Calpine loan better, bonds weaker

Calpine Corp.'s second-lien term loan was quoted at 88 bid, 89 offered, up about a point on the day, as people were happy to see that the "bond deal cleared", according to a trader.

The San Jose, Calif., power company priced $785 million of 9 5/8% first-priority senior secured notes due 2014 at 99.212.

Calpine also priced $725 million of unsecured convertible notes due 2014 at 83.9.

Proceeds from the bonds will be used to redeem or repurchase existing indebtedness through open-market purchases. Proceeds from the convertibles will be used to redeem in full its High Tides I and High Tides II preferred securities, to repurchase approximately $100 million of its High Tides III preferred securities and to repurchase other existing indebtedness through open- market purchases.

These offerings will not only help liquidity and take care of some upcoming maturities but have also managed to give investors more confidence in the company's ability to access the capital markets and follow-through on what it previously said it would attempt to do.

Calpine's new bonds were quoted trading at 98.5 bid, 98.75 offered, down from their 99.212 issue price.

A trader said the company's existing notes were mostly easier- although he saw its 8¼% senior notes due 2005 as having firmed to 99 bid from prior levels at 98.5 bid, 99 offered, which it had hit earlier "when people wondered whether the deal would get done."

Calpine, he said. "Priced their deal, and the '05s hung in there because they're short, but everything else was off."

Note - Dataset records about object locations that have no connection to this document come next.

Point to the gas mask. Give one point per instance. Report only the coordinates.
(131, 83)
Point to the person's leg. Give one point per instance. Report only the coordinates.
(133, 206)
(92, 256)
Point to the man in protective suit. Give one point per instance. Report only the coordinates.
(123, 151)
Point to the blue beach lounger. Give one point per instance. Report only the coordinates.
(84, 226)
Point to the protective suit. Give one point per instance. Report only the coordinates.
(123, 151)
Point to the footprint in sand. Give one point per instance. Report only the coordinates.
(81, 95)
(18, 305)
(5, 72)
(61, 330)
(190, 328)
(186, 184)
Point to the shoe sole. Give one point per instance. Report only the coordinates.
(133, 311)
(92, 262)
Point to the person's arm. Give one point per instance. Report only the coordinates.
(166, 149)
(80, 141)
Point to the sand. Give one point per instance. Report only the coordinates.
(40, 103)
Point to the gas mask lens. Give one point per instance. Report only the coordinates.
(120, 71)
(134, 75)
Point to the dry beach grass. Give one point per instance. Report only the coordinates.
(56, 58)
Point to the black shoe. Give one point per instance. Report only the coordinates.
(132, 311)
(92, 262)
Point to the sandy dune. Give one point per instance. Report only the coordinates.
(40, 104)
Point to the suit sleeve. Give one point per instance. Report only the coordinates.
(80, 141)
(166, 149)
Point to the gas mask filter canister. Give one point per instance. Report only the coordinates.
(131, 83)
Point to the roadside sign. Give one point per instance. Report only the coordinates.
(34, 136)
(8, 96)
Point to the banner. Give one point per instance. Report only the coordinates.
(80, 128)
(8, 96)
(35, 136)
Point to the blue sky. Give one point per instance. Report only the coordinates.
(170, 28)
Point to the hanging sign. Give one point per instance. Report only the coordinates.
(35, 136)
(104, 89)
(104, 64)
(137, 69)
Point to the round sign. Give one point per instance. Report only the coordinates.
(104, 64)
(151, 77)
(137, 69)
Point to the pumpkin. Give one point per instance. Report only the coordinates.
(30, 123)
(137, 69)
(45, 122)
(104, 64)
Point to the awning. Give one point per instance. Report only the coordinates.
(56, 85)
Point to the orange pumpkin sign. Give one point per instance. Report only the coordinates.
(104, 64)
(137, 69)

He quoted the company's 8½% notes due 2011 at 65 bid, 66 offered, about half a point weaker, while even its 10½% notes due 2006 were "no higher" than 97 bid, 98 offered.

Another trader saw "a lot of trades in Calpine," all lower, with its 8¾% notes due 2013 down two points at 77.25 and its 8½% notes due 2010 off three quarter of a point at 78. He saw Calpine Canada's 8½% notes due 2008 three points lower at 70 bid.